Understanding or Manipulation: Rethinking Online Performance Gains of Modern Recommender Systems

Recommender systems are expected to be assistants that help human users find relevant information automatically without explicit queries. As recommender systems evolve, increasingly sophisticated learning techniques are applied and have achieved better performance in terms of user engagement metrics such as clicks and browsing time. The increase in the measured performance, however, can have two possible attributions: a better understanding of user preferences, and a more proactive ability to utilize human bounded rationality to seduce user over-consumption. A natural following question is whether current recommendation algorithms are manipulating user preferences. If so, can we measure the manipulation level? In this paper, we present a general framework for benchmarking the degree of manipulations of recommendation algorithms, in both slate recommendation and sequential recommendation scenarios. The framework consists of four stages, initial preference calculation, training data collection, algorithm training and interaction, and metrics calculation that involves two proposed metrics. We benchmark some representative recommendation algorithms in both synthetic and real-world datasets under the proposed framework. We have observed that a high online click-through rate does not necessarily mean a better understanding of user initial preference, but ends in prompting users to choose more documents they initially did not favor. Moreover, we find that the training data have notable impacts on the manipulation degrees, and algorithms with more powerful modeling abilities are more sensitive to such impacts. The experiments also verified the usefulness of the proposed metrics for measuring the degree of manipulations. We advocate that future recommendation algorithm studies should be treated as an optimization problem with constrained user preference manipulations.

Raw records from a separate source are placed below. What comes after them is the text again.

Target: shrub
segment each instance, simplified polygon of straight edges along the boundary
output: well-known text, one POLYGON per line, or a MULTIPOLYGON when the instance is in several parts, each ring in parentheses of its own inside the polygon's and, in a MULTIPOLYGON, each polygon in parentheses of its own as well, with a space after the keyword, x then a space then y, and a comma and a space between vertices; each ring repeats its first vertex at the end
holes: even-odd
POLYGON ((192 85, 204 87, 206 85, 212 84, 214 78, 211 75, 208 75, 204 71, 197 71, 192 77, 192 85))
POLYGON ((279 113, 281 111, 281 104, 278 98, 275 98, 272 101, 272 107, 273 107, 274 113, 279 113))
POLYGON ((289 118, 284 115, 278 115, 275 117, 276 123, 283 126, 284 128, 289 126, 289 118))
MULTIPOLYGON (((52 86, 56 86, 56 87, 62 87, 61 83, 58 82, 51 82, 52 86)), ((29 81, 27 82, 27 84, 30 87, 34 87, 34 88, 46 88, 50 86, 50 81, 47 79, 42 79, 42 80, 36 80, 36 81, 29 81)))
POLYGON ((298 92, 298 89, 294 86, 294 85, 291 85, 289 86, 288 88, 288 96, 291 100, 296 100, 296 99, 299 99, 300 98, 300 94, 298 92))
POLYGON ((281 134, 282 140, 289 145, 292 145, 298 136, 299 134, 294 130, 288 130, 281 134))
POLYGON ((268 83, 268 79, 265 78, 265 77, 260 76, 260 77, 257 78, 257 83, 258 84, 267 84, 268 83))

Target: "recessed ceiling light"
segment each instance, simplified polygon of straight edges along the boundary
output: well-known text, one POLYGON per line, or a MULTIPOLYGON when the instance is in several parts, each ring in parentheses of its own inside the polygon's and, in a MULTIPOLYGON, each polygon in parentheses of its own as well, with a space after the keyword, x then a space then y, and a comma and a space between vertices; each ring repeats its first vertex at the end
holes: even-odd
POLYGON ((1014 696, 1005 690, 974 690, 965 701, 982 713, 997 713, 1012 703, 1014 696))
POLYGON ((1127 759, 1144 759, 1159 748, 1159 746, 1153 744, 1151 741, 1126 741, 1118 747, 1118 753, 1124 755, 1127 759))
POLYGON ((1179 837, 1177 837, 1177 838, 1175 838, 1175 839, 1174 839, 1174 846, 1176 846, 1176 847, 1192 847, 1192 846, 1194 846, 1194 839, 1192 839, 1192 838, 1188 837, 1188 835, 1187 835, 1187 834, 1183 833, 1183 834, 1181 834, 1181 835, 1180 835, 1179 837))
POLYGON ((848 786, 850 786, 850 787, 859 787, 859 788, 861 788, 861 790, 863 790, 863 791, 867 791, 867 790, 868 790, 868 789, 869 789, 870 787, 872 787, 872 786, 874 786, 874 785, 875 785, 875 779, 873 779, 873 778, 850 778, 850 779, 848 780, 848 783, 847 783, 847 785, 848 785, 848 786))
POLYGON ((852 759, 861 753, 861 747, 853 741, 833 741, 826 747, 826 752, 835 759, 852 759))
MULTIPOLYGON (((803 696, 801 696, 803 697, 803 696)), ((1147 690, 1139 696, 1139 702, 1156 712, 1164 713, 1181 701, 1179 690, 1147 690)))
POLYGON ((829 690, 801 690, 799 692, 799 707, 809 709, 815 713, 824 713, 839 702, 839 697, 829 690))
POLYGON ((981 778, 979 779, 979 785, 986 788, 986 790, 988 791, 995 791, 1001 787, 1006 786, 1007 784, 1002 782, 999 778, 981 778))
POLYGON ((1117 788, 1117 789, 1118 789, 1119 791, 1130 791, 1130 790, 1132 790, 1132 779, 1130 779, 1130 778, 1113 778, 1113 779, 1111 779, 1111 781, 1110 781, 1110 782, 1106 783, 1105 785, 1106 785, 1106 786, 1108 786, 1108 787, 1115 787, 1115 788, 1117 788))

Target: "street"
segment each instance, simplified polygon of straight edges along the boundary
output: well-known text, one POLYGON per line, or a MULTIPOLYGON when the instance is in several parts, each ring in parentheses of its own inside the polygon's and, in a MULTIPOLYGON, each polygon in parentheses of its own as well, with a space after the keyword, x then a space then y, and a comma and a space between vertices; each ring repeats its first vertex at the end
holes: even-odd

翻译：推荐系统旨在成为帮助用户无需明确查询即可自动发现相关信息的辅助工具。随着推荐系统的演进，日益复杂的学习技术被应用，并在点击量、浏览时长等用户参与度指标上取得了更佳性能。然而，这种测量性能的提升可能源自两种归因：对用户偏好的更好理解，以及利用人类有限理性诱导用户过度消费的更主动能力。一个自然的后续问题是：当前推荐算法是否正在操纵用户偏好？如果是，我们能否衡量操纵程度？本文提出一个通用框架，用于在榜单推荐和序列推荐两种场景下基准测试推荐算法的操纵程度。该框架包含四个阶段：初始偏好计算、训练数据收集、算法训练与交互，以及涉及两个新提出指标的指标计算。我们在合成数据集和真实数据集上，对若干代表性推荐算法在该框架下进行了基准测试。我们观察到，较高的在线点击率并不一定意味着对用户初始偏好的更好理解，反而导致促使用户选择更多他们最初不偏好的文档。此外，我们发现训练数据对操纵程度有显著影响，且建模能力更强的算法对此影响更敏感。实验也验证了所提指标在衡量操纵程度方面的有效性。我们主张，未来的推荐算法研究应被视为一个受约束的用户偏好操纵优化问题。